Phil Baum, the former executive director at the American Jewish Congress, died at home in Riverdale, N.Y.
Baum, who served in senior positions at the AJC for more than five decades, died in his sleep on Wednesday night. He was in 90s.
He began at the Jewish advocacy organization in the late 1940s shortly after earning his law degree from University of Chicago in his hometown, and soon was named associate executive director, a position he filled until taking over as executive director in 1994. He retired from the post in 2002.
During his lengthy tenure, when the AJCongress was among the most prominent American Jewish advocacy groups, Baum was a leading champion in the U.S. Jewish community of Israel, Soviet Jewry and other causes. For two decades he organized the American-Israeli Dialogue, an annual conference in Israel bringing together American Jewish intellectual leaders with their Israeli counterparts.
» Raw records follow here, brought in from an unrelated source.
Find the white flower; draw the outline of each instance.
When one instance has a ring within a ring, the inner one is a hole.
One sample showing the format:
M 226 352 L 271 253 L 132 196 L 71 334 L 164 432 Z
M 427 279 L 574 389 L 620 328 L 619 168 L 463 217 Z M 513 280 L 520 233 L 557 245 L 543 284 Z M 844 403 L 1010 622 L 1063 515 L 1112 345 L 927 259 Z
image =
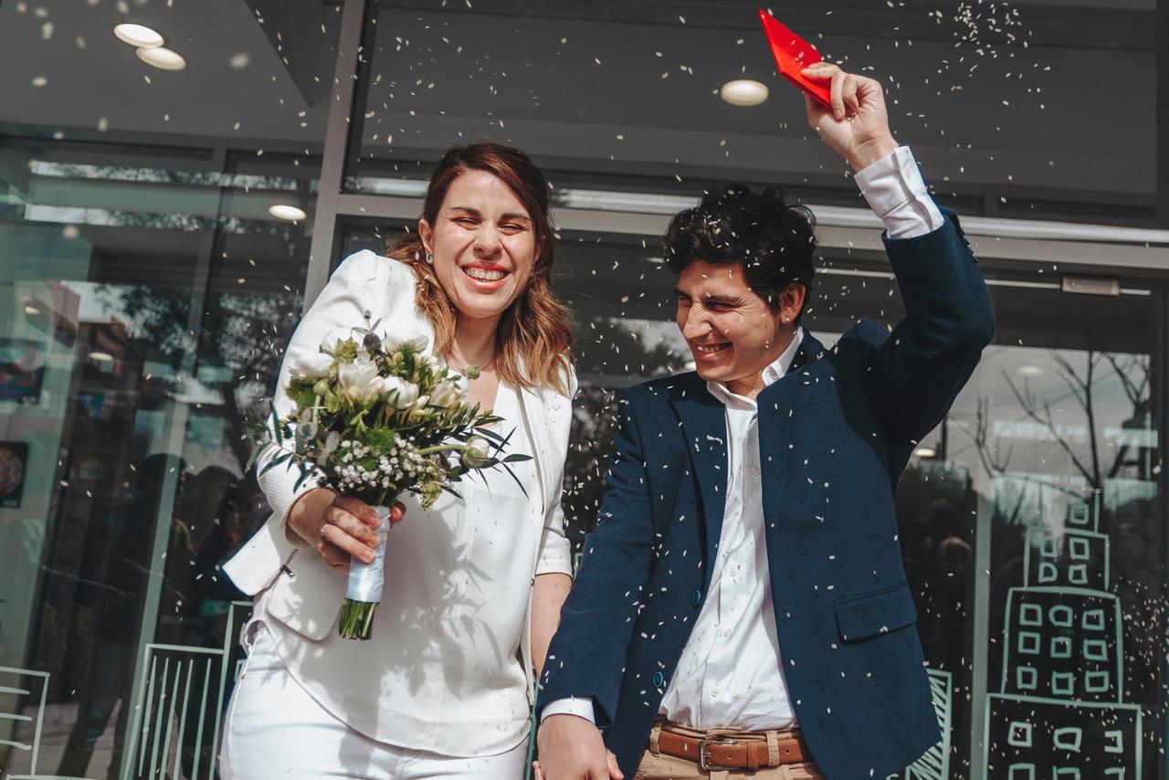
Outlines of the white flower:
M 458 386 L 449 379 L 438 382 L 430 393 L 430 406 L 447 408 L 463 400 Z
M 394 406 L 399 409 L 408 409 L 419 400 L 419 386 L 399 377 L 383 377 L 381 392 L 393 398 Z
M 337 367 L 337 381 L 350 400 L 360 403 L 367 403 L 381 393 L 381 377 L 373 360 L 358 358 L 353 363 L 343 363 Z
M 333 367 L 332 356 L 324 352 L 302 354 L 289 366 L 289 373 L 293 379 L 320 379 L 328 374 Z
M 427 347 L 430 346 L 430 338 L 426 333 L 420 333 L 415 330 L 382 330 L 378 336 L 381 338 L 381 348 L 383 352 L 395 352 L 407 344 L 413 346 L 415 352 L 426 352 Z
M 471 436 L 466 440 L 462 460 L 469 469 L 482 469 L 491 460 L 491 444 L 483 436 Z
M 323 352 L 337 352 L 345 341 L 357 343 L 352 327 L 336 327 L 320 341 Z

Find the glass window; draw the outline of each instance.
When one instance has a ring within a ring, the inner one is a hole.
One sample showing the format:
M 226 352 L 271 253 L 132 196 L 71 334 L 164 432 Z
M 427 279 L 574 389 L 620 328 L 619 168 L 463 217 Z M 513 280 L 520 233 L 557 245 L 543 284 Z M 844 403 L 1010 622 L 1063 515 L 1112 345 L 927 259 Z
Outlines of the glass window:
M 186 70 L 113 37 L 127 4 L 0 5 L 5 776 L 215 776 L 219 564 L 303 306 L 336 6 L 131 5 Z

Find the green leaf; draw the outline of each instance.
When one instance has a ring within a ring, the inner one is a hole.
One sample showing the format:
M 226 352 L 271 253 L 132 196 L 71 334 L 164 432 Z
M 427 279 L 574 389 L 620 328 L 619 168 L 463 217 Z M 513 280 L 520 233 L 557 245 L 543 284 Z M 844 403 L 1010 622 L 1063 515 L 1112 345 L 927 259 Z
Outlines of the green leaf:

Marc Stern, a senior staff member at AJCongress for 33 years and now general counsel at the American Jewish Committee, told JTA that Baum “was the single brightest, most incisive guy I ever met in the organized Jewish community.”
“He was head and shoulders above everyone else in the room,” Stern added, noting that Baum was an early champion of many ideas later embraced by the American Jewish community. He said Baum was among the first Jewish leaders to defend the legality of President Truman’s recognition of Israel in May 1948, publishing a legal memorandum on the subject soon after, and to offer a legal defense of Israel’s decision to try Nazi leader Adolf Eichmann.
Baum, the son of immigrant parents, served in the U.S. military in World War II.
“One of the greatest disappointments of his life was that he didn’t qualify for pilot training and that he ended up in the Pacific and not fighting the Nazis in Europe,” Stern said.
Baum is survived by his wife, Bette.